Britain's need for engineers
Dr David Brown, of the Institute of Chemical Engineers, welcomed the Chancellor's announcement as "another positive step in the right direction", but pointed out the importance of sustaining the effort into the future - when Britain will need skilled workers to take up engineering jobs:
"For engineering alone, it is estimated that the UK will need around 87,000 graduate level engineers per year over the next ten years," said Dr Brown. "In 2013 we only expect to produce around 50,000. In addition we have a major shortfall in the 69,000 apprenticeships needed by industry each year."
What is an apprenticeship?
Apprenticeships are a way to help young people take their first steps on a path into a successful career, receiving a wage, academic training and essential hands-on industry experience from their employer as they work.
From an employer's perspective, apprenticeships are an opportunity to train and develop a new generation of skilled workers to benefit their industry long into the future. Three levels of apprenticeship - Intermediate, Advanced and Higher - each translate to a different level of academic qualification: Higher Apprenticeships, on which the Chancellor's initiative focuses, offer the equivalent of an NVQ Level 4.

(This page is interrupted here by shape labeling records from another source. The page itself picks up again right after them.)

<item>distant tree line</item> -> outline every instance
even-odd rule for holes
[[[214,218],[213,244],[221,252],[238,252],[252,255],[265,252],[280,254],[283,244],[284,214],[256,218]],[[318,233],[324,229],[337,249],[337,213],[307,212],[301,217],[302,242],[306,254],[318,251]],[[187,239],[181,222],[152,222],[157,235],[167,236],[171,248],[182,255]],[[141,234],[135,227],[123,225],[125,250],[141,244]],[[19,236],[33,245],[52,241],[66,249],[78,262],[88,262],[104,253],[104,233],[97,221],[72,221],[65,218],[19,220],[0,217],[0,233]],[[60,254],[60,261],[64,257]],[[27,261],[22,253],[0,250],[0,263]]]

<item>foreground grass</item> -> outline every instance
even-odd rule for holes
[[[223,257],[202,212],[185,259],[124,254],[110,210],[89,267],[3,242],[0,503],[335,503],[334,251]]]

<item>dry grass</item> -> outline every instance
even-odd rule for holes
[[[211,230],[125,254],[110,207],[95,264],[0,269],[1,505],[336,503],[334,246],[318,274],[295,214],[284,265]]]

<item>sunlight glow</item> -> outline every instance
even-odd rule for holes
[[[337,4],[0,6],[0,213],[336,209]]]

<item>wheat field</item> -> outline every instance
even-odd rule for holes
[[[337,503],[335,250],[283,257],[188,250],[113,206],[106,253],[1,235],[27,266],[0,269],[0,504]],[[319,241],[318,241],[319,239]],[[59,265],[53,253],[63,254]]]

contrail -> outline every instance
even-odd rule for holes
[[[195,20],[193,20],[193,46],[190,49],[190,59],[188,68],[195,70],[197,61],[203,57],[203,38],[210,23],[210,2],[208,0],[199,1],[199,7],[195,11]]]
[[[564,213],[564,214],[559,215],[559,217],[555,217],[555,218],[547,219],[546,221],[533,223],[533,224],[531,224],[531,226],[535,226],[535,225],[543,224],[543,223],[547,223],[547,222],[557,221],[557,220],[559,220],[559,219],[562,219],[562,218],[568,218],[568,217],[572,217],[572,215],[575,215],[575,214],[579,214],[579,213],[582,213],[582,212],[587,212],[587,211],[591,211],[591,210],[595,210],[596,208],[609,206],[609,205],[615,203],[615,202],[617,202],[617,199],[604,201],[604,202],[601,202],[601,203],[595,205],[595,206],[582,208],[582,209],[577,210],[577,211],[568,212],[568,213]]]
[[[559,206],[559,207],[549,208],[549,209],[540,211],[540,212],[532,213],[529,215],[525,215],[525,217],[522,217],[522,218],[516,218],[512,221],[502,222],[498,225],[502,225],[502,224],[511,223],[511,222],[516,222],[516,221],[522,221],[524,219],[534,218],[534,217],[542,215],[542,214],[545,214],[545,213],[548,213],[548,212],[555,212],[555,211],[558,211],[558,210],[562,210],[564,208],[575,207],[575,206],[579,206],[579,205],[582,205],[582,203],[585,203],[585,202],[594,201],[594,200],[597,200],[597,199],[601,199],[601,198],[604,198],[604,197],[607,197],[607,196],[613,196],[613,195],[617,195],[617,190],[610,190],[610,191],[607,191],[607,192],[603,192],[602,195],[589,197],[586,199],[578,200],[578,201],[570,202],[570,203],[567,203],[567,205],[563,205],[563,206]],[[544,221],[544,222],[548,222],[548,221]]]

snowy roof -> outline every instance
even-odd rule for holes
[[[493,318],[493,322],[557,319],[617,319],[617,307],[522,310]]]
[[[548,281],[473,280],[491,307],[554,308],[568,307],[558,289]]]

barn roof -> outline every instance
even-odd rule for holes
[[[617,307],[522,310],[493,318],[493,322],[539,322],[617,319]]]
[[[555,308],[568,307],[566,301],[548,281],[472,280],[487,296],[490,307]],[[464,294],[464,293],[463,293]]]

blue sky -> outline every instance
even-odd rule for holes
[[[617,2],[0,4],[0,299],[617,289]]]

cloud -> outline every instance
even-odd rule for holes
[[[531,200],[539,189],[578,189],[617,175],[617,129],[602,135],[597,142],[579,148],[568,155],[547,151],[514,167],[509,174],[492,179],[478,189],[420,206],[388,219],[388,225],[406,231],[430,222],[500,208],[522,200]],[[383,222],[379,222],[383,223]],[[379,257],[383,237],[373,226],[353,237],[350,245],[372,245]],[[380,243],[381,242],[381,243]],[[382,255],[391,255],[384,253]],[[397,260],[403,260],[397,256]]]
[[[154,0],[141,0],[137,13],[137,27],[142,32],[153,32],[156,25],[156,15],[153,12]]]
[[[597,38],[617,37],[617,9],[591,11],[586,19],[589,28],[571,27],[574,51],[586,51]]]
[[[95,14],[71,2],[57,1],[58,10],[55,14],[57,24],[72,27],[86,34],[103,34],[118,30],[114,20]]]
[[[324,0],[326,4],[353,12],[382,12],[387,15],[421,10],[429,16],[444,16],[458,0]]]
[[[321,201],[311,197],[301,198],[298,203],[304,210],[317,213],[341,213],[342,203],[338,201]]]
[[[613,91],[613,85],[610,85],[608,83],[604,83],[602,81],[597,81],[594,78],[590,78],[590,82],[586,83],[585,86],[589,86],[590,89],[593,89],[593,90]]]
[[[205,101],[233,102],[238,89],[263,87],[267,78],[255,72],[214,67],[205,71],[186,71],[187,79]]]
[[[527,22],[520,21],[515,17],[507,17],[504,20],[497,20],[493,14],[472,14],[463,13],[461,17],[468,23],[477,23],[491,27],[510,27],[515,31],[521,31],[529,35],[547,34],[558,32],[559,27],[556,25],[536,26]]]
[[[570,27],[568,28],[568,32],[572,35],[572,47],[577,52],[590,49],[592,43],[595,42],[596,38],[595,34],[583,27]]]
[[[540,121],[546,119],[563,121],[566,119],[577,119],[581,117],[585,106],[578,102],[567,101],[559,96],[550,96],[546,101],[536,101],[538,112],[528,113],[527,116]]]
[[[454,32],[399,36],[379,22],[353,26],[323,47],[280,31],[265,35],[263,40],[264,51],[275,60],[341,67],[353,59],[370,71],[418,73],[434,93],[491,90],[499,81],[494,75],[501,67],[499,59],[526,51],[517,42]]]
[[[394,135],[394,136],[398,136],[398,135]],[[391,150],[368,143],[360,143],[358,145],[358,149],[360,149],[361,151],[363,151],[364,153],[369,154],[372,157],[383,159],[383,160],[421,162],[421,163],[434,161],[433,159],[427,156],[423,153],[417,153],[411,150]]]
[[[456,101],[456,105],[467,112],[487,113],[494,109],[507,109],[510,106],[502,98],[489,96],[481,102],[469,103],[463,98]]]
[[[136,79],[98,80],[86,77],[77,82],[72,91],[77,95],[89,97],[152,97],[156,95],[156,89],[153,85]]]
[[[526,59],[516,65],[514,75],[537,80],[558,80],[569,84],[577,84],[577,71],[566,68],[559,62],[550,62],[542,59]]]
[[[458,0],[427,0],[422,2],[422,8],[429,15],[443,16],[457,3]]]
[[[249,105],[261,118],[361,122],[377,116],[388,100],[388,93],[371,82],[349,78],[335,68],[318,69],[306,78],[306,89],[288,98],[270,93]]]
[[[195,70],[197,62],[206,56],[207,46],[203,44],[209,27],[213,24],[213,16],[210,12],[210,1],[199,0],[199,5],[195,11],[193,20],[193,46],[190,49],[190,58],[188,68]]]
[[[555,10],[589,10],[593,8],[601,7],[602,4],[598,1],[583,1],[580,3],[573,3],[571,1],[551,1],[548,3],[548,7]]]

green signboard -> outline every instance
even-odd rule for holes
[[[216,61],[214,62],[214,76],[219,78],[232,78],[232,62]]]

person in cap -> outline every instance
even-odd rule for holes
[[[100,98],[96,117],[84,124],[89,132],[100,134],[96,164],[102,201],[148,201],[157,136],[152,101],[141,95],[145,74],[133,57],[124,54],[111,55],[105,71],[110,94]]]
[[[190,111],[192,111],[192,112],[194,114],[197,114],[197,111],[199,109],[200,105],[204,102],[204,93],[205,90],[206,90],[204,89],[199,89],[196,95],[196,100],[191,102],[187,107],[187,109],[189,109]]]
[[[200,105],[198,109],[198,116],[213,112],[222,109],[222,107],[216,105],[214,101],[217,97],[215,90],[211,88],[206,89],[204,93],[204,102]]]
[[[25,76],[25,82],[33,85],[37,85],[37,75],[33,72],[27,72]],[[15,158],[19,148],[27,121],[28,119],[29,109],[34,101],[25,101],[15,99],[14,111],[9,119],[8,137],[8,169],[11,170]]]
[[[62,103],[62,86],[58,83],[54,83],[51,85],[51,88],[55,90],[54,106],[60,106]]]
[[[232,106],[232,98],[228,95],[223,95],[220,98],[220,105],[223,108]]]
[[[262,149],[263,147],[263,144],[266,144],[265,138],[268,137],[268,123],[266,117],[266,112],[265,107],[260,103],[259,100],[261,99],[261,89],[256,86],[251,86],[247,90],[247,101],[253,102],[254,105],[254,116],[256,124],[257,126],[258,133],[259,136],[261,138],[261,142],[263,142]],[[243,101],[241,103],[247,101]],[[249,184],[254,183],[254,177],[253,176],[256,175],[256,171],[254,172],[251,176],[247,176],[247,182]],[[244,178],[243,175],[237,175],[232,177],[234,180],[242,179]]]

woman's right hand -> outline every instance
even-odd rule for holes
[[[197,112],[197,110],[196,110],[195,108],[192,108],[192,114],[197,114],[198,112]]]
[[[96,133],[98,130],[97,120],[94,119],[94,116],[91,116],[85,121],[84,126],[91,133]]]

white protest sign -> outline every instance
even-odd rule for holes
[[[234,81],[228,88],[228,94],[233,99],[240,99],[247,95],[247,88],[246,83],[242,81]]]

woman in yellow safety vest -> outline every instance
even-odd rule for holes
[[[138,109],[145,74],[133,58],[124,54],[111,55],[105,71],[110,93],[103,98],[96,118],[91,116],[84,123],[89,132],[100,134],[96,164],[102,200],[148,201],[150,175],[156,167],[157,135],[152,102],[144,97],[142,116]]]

The government's funding increase will give engineering industry employers the security and confidence to take on new apprentices and meet the demand for skilled industry workers which Dr Brown says is increasing. The Chancellor's funding increase is intended to put employers "at the heart of the system", with apprentices helping to fill gaps in the workforce, bolstering their company's bottom line and even attracting other skilled employees.
For students and prospective apprentices hoping to break into the engineering industry, the funding initiative accompanies a wider effort to bring the UK's workforce back into global competition. With this in mind, the training curriculum for engineering courses in colleges and higher education establishments is also being overhauled as a way of helping students compete with overseas institutions.

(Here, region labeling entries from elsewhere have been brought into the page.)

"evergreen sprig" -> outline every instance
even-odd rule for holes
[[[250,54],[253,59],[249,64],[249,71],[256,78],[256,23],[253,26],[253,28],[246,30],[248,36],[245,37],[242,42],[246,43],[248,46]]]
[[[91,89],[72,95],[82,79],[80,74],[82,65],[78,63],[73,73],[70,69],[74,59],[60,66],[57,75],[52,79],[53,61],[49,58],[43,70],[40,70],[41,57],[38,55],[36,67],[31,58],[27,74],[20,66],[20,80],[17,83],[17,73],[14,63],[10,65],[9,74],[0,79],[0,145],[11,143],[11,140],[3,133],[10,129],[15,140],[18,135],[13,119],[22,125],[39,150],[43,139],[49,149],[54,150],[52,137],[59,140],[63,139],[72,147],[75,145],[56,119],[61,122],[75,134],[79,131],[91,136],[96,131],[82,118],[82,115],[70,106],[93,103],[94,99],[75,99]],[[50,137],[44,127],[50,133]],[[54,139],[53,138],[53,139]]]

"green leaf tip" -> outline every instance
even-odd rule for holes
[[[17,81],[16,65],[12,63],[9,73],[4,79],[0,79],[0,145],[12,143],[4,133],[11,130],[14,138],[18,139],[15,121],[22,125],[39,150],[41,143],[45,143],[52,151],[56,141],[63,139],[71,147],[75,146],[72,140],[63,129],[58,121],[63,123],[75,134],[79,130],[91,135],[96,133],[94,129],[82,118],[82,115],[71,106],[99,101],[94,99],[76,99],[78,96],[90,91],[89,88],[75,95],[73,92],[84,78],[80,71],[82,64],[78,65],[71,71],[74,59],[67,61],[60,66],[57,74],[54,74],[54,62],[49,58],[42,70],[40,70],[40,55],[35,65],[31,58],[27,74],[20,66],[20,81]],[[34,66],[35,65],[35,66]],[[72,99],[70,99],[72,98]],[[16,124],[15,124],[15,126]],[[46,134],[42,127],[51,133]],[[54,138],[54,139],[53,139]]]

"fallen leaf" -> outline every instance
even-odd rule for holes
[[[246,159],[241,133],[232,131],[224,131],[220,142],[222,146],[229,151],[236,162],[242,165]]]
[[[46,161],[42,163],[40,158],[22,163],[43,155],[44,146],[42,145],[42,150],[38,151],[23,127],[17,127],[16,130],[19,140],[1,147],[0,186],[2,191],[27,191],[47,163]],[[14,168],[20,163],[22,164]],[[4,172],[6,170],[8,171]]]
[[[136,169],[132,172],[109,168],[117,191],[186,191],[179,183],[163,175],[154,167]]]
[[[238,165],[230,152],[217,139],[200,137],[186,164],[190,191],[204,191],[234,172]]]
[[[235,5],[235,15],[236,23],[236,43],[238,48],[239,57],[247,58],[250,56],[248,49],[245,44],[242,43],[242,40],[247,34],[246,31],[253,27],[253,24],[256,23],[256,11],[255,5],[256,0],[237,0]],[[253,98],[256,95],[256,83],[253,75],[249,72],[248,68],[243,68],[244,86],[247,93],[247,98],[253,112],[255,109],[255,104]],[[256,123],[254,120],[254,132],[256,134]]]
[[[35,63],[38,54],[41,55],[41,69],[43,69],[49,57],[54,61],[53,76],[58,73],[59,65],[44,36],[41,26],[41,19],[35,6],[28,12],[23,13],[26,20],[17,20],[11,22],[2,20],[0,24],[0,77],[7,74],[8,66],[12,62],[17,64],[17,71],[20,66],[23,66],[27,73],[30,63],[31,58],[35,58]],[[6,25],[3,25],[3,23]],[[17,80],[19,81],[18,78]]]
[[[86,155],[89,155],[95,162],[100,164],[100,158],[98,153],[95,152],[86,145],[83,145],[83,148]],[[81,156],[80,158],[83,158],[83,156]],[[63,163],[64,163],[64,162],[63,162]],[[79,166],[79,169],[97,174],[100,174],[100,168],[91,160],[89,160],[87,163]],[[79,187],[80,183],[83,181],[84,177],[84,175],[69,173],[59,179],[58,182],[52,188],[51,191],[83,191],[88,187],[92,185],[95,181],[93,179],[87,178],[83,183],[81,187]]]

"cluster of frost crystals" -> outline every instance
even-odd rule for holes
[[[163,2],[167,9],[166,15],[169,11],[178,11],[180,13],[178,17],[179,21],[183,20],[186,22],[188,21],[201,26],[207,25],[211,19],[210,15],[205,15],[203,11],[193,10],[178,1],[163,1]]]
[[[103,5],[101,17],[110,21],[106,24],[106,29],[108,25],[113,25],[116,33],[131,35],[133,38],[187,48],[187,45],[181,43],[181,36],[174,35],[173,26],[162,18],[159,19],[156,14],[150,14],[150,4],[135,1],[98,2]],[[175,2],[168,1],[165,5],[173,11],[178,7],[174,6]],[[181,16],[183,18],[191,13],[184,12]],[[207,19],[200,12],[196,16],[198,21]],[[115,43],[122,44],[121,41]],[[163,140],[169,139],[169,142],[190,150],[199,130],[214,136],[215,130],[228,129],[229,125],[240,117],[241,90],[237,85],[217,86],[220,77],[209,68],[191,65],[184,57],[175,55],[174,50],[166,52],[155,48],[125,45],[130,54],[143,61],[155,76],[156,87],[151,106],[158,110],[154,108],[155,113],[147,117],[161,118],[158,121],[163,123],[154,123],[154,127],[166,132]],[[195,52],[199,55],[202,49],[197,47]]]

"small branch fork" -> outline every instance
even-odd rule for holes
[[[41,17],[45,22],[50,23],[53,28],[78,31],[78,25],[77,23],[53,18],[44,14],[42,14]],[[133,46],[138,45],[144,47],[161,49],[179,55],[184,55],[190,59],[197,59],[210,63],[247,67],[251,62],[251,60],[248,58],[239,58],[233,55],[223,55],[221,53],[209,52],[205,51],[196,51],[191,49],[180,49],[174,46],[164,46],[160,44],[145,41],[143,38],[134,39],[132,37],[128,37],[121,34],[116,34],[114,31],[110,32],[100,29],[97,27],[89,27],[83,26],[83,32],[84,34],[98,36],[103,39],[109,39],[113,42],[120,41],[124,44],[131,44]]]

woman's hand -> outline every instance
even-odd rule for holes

The Chancellor's overall message is positive and marks what could be an exciting period for Britain's engineers and engineering industry - with young people becoming inspired to take roles in anything from aeronautics and automotives, to the textile, food, and furniture industries.
"Young people need to be inspired and aspire to become world-class engineers," Dr Brown said, urging the government not to become complacent in its support for STEM disciplines. "This cannot be achieved without sponsorship, placements and engagement with young people and the education sector."